Peshmerga forces are set to receive a brigade’s worth of vehicles and equipment to bolster their ongoing fight with ISIS. The gear includes mine-resistant, ambush-protected (MRAP) vehicles the U.S. military has stored since formally exiting Iraq in 2011, according to Army Maj. Gen. Richard Clarke, commander of U.S. ground forces in Iraq for Operation Inherent Resolve.
“That equipment is moving up,” Clarke told reporters Tuesday during a live teleconference from Baghdad. It is “specifically designated for the two Peshmerga brigades that we agreed to train as part of our strategy…That equipment is arriving now and we will be equipping those brigades in the future.”
The U.S. government donated around 250 excess MRAPs to the Iraqi military in 2015, at least 25 of which were supposed to go to Kurdish forces. Those vehicles were reported delivered to the Iraqi security forces in early 2015.
Equipping Iraqi and Kurdish forces to fight ISIS is a major element of U.S. and international contribution to the regional struggle that includes Syria, its beleaguered Assad regime and its Russian backers. A spokesman for the U.S.-led Operation Inherent Resolve last year said $2.3 billion has been laid out to equip forces fighting ISIS, of which $1.6 billion is U.S. dollars.
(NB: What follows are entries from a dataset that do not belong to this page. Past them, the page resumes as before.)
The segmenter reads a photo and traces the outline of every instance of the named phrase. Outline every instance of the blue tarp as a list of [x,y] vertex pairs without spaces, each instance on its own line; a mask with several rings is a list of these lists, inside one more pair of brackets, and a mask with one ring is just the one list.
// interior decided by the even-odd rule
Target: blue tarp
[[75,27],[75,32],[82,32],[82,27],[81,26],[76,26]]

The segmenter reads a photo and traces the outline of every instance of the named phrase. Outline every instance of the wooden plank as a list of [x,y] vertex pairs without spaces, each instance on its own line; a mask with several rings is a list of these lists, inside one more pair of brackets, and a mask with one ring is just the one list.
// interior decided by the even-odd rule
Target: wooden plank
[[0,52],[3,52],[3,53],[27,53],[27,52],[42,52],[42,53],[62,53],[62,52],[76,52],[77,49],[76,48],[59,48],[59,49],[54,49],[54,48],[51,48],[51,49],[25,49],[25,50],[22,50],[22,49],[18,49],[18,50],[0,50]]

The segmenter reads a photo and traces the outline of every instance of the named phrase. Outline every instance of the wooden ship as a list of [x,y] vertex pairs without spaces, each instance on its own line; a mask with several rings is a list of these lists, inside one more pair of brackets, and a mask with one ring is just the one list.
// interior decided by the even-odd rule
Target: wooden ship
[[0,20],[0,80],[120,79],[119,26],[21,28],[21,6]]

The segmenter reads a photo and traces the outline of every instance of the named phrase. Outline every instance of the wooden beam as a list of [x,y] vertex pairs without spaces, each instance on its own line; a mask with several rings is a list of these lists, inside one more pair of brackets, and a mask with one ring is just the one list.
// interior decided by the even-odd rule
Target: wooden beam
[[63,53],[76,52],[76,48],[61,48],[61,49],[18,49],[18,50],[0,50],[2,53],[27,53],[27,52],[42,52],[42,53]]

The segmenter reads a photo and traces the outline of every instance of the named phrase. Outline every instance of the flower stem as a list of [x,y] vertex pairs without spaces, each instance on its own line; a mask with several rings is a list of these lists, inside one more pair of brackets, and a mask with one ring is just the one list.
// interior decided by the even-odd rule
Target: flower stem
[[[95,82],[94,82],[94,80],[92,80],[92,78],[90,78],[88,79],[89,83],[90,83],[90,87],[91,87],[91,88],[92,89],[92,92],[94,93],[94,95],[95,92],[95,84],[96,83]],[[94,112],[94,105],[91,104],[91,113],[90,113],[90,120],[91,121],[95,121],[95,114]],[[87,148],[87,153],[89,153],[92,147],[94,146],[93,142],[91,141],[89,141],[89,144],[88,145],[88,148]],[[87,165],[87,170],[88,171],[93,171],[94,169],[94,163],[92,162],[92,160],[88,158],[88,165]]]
That bill represents at least 400 MRAPs and armored Humvees, 2,000 AT-4 anti-tank rockets, 10,000 M-16 rifles, 5,000 sets of body armor, millions of rounds of ammunition and 450 metal detectors, among other items, the spokesman said.
Clarke is the outgoing commander of U.S. ground forces in Iraq and will return stateside in a couple weeks after an eight-month deployment to Baghdad. His soldiers are in charge of training, equipping and advising Iraqi security forces in their fight against ISIS, ISIL or Daesh.
U.S. soldiers also coordinate airstrikes in direct support of Iraqi government forces. The core group of U.S. troops in Iraq, at least for the past nine months, has been about 400 paratroopers from the 82nd Airborne Division. They will be replaced soon by a contingent from the 101st Airborne Division, which already has some forces in Baghdad, Clarke said.
“Over the last nine months, we have seen Iraqi security forces have significant successes and we’ve seen noticeable progress that will lead to the eventual defeat of Daesh,” Clarke said. “The enemy are under simultaneous pressure here in Iraq as well as in Syria.”
Iraqi and Kurdish Peshmerga forces have pushed ISIS fighters from Sinjar, Ramadi and other cities. U.S.-backed forces also have been able to repel organized offensives by concentrated ISIS forces in and around Mosul, he said. The Iraqi security forces have not ceded ground to ISIS since losing Ramadi in May 2015.
U.S. troops have trained over 16,000 Iraqi security force personnel and another 4,000 Peshmerga and provided them with advanced weapons including Humvees and mine-clearing rollers. Another 2,000 local and national police have been trained with another 1,000 officers in the pipeline, Clarke said.
In support of those forces, U.S. unmanned aircraft have flown more than 20,000 hours of intelligence, surveillance and reconnaissance (ISR) sorties, Clarke said.
“This ISR has enabled about 4,000 Iraqi-approved airstrikes that have been done in direct support of Iraqi security forces by providing direct assistance to those in the fight,” he said.